He breaks agreements and is still doing as he pleases.
Have you gotten counseling for yourself, and have you ask H to go for counseling?
As for having a 5 yr old child and working to stay for her benefit, my view on that is this.
What type of father is he making for her? If he's not making mommy happy, this shows and has a bad effect on her environment as well.
Just having a man who is present sometimes physically, but absent mentally and emotionally is not doing her or YOU, one bit of good.
I obsessed a lot over the A, and it's been 2 yrs and I still have triggers and many bad days and nights. While the talking of it has lessened, I think that only came from finally hearing my H show remorse, repentance and regret. Hearing it, not just showing it.

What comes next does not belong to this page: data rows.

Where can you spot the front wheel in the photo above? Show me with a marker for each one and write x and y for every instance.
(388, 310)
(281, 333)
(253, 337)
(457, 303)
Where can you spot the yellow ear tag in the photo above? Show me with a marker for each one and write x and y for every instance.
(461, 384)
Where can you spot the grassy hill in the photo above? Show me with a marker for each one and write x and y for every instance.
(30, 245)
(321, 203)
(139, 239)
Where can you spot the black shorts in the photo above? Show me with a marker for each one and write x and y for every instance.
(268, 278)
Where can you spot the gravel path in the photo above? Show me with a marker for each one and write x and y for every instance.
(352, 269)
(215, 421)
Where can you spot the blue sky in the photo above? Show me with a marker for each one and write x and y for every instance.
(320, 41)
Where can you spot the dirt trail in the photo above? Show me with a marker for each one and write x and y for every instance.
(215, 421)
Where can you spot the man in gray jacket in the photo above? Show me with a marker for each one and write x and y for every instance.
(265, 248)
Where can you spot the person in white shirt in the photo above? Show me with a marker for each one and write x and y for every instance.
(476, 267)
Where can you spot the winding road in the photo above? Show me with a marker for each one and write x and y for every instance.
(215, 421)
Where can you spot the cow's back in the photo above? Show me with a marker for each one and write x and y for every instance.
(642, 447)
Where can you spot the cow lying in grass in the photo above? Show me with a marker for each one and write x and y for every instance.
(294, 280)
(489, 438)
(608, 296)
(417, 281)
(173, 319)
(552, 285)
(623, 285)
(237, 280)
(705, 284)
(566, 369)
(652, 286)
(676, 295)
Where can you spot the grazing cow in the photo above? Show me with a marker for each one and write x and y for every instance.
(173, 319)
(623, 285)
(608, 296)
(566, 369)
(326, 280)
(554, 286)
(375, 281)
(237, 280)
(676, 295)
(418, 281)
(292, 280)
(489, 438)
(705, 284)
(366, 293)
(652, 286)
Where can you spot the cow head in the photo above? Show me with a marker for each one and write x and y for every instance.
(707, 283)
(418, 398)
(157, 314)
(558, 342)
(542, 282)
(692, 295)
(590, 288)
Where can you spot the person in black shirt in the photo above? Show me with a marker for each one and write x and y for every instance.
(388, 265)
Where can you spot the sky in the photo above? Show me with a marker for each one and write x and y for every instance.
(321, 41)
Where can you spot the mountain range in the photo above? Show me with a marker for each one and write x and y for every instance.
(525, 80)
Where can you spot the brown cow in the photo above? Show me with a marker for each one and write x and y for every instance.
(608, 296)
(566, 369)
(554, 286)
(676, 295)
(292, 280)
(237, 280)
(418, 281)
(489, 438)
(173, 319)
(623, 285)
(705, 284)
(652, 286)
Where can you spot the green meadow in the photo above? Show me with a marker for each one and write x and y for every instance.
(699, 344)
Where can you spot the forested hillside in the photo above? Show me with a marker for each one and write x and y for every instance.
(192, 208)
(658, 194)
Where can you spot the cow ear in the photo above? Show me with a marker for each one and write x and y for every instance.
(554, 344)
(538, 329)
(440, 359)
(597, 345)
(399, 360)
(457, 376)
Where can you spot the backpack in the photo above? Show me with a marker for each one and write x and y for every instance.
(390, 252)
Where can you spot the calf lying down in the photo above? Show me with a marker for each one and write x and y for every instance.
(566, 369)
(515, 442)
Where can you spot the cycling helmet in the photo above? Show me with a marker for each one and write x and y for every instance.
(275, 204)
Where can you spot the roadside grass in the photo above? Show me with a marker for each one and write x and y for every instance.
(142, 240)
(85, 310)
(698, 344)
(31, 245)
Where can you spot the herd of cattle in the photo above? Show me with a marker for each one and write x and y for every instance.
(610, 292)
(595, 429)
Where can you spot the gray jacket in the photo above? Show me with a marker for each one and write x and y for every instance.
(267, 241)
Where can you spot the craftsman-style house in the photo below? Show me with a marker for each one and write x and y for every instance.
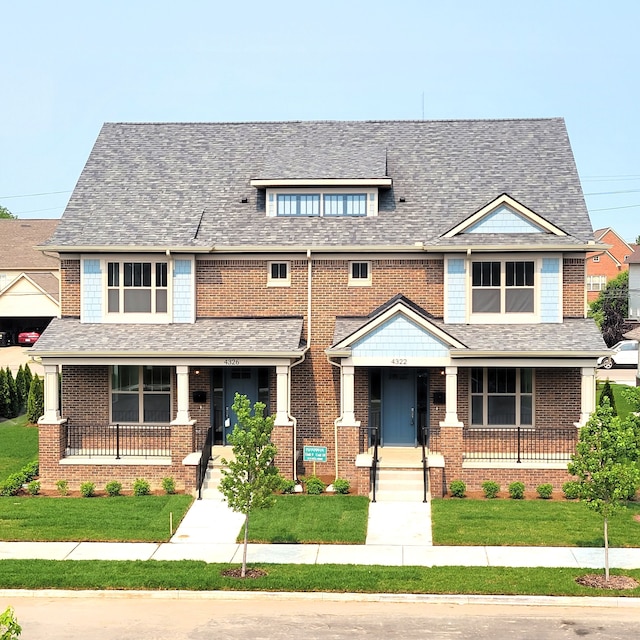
(408, 285)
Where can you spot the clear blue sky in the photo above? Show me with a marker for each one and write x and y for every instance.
(69, 66)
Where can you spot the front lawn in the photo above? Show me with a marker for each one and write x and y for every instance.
(18, 445)
(327, 519)
(623, 406)
(199, 576)
(121, 519)
(529, 523)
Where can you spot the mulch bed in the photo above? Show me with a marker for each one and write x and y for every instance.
(237, 573)
(599, 581)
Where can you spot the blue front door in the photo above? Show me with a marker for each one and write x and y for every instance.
(244, 381)
(399, 408)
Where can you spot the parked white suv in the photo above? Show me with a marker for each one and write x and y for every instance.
(623, 354)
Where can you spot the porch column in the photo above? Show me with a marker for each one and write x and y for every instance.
(451, 397)
(587, 395)
(348, 397)
(51, 400)
(282, 397)
(182, 416)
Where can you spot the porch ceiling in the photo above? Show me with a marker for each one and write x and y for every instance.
(278, 337)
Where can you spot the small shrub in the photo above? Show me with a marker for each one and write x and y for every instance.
(315, 486)
(33, 488)
(88, 489)
(63, 487)
(113, 488)
(491, 489)
(571, 490)
(169, 486)
(342, 486)
(287, 485)
(545, 490)
(141, 487)
(457, 488)
(516, 490)
(9, 627)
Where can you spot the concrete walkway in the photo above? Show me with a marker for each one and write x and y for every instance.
(209, 530)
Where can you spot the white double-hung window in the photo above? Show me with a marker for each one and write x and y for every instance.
(137, 287)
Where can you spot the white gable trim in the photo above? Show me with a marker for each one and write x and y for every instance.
(387, 315)
(508, 201)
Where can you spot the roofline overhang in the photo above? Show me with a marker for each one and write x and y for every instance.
(561, 355)
(123, 249)
(322, 182)
(196, 355)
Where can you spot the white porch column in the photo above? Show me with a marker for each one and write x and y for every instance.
(587, 395)
(182, 374)
(348, 397)
(451, 397)
(51, 400)
(282, 397)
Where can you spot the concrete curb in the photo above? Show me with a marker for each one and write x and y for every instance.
(614, 602)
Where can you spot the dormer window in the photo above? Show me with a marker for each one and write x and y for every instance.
(325, 203)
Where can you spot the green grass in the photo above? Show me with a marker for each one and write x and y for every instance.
(623, 406)
(18, 445)
(529, 523)
(127, 518)
(328, 519)
(198, 576)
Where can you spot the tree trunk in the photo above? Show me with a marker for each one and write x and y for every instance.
(606, 550)
(243, 573)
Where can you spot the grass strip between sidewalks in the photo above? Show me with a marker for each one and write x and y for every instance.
(324, 519)
(534, 522)
(199, 576)
(125, 518)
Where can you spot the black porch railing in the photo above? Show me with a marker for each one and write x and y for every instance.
(118, 440)
(519, 444)
(203, 465)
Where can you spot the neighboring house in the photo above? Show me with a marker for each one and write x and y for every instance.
(606, 264)
(633, 264)
(29, 279)
(403, 282)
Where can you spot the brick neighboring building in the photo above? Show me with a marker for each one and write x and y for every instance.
(422, 281)
(605, 264)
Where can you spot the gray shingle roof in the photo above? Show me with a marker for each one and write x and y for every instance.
(207, 337)
(183, 184)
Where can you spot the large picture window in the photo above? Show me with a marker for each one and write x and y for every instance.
(503, 287)
(501, 397)
(140, 394)
(137, 287)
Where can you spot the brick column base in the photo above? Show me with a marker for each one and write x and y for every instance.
(51, 449)
(182, 444)
(451, 448)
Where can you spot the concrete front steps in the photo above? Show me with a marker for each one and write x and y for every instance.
(212, 479)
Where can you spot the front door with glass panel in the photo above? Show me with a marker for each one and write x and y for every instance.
(399, 408)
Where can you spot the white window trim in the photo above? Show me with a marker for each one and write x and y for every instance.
(141, 395)
(503, 317)
(360, 282)
(136, 318)
(279, 282)
(518, 395)
(371, 205)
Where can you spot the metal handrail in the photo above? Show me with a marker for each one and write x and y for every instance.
(375, 434)
(203, 465)
(425, 473)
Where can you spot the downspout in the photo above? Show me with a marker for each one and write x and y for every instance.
(293, 419)
(338, 419)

Your H is not giving you the secure feelings you deserve. And without them, I doubt you can stop obsessing, feeling suspicion, or get over it. You can't change your feelings while he's still in the same mode.
It sounds like Your H is expecting you to make everyone happy while he stays in a selfish, self centered mode. Time for a real talk, and to put your expectations on the table.
Others are very familar with the plans here, so maybe you'll get better advice from them on how to work them.
But I know one thing for certain. You aren't going to salvage a marriage by yourself! And if you can't get H to be a part of the healing, then you may just have to walk away and leave him.
Why put a child in a living hell for a dysfunctional marriage?
Never accept that two are better than one when one is not being responsible.
As for you going to the bars with him? Um, how about he gives up bars altogether? Your child deserves better than two barflys! I'm not against an ocassional night out, but as a regular pasttime, it is not an environment for you either!